Shortly after the quake, Unesco's director-general Irina Bokova described damage to the Kathmandu valley as "extensive and irreversible". It sent a team to assess the damage and is continuing to monitor the situation.

On 11 June Unesco issued a statement asking the public to be extra cautious at the sites.

Security will be in place, tourists will be given guided tours and signboards will indicate specified routes to cause minimal disturbance to structures, officials are quoted as saying in local media.

Officials at Nepal's Department of Archeology estimate that 12bn Nepali rupees (£75.5m; $117m) will be required to rebuild the country's damaged monuments, and that completing the reconstruction might take as long as five years.

Nepal's Kathmandu Valley treasures: Before and after

Nepal earthquakes: Devastation in maps and images

Recent images and status of some of the damaged sites

The seven protected monument zones are:

  • The Durbar squares of Kathmandu, Patan and Bhaktapur
  • The Buddhist stupas of Swayambhunath and Boudhanath
  • The Hindu temples of Pashupatinath and Changu Narayan.

The Durbar Square in Kathmandu's Old City is a mesh of palaces, courtyards and temples. Unesco calls it "the social, religious and urban focal point" of the Nepalese capital. The UN has urged that security perimeters be put in place here.

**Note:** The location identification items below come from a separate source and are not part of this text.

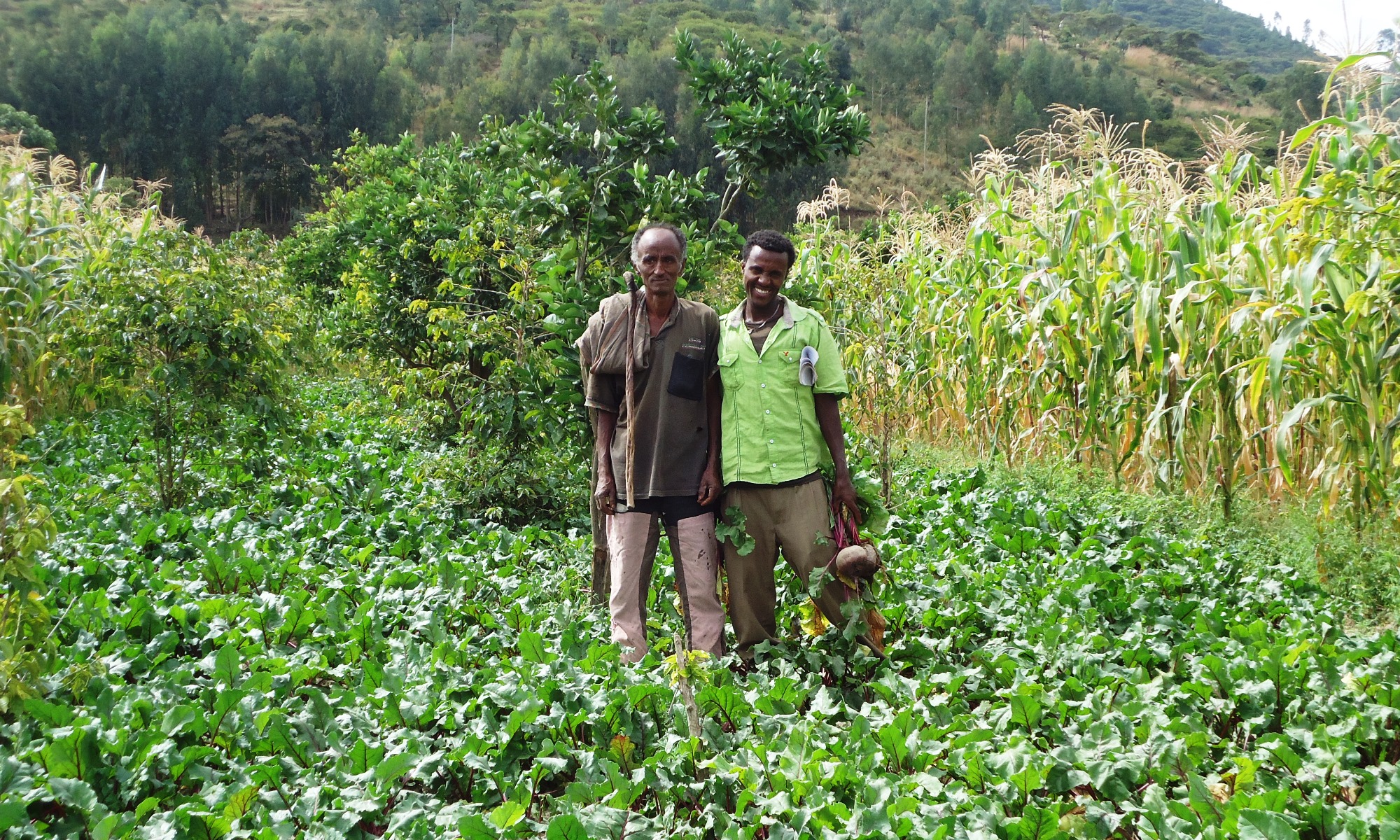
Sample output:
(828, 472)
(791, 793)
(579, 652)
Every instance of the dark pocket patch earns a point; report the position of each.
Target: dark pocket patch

Image caption Barriers have been put in place around some of the buildings in Durbar Square
Image copyright AP
Image caption After the earthquake many residents gathered in open spaces for safety, including Durbar Square

Unesco says the process of salvaging the artefacts at the Buddhist temple complex at the Swayambhunath temple complex - founded in the 5th Century - is still ongoing. It also believes that opening the area could risk the theft of art and cultural objects.

Image copyright ISHARA S.KODIKARA
Image caption A walk through the collapsed ruins of Swayumbhunath in late May, almost a month after the quake

The main temple in Bhaktapur's Durbar Square lost its roof, while the 16th Century Vatsala Durga temple, famous for its sandstone walls and gold-topped pagodas, was demolished by the quake.

Image caption Officials attended a ceremony for the re-opening of some of Bhaktapur's monuments
Image copyright Getty Images
Image caption Weeks after the disaster a Nepali boy positions the national flag overlooking some of Bhaktapur's ruins

Patan's Durbar Square, the 3rd Century site across the Bagmati river to the east of Kathmandu, was opened to the public last week.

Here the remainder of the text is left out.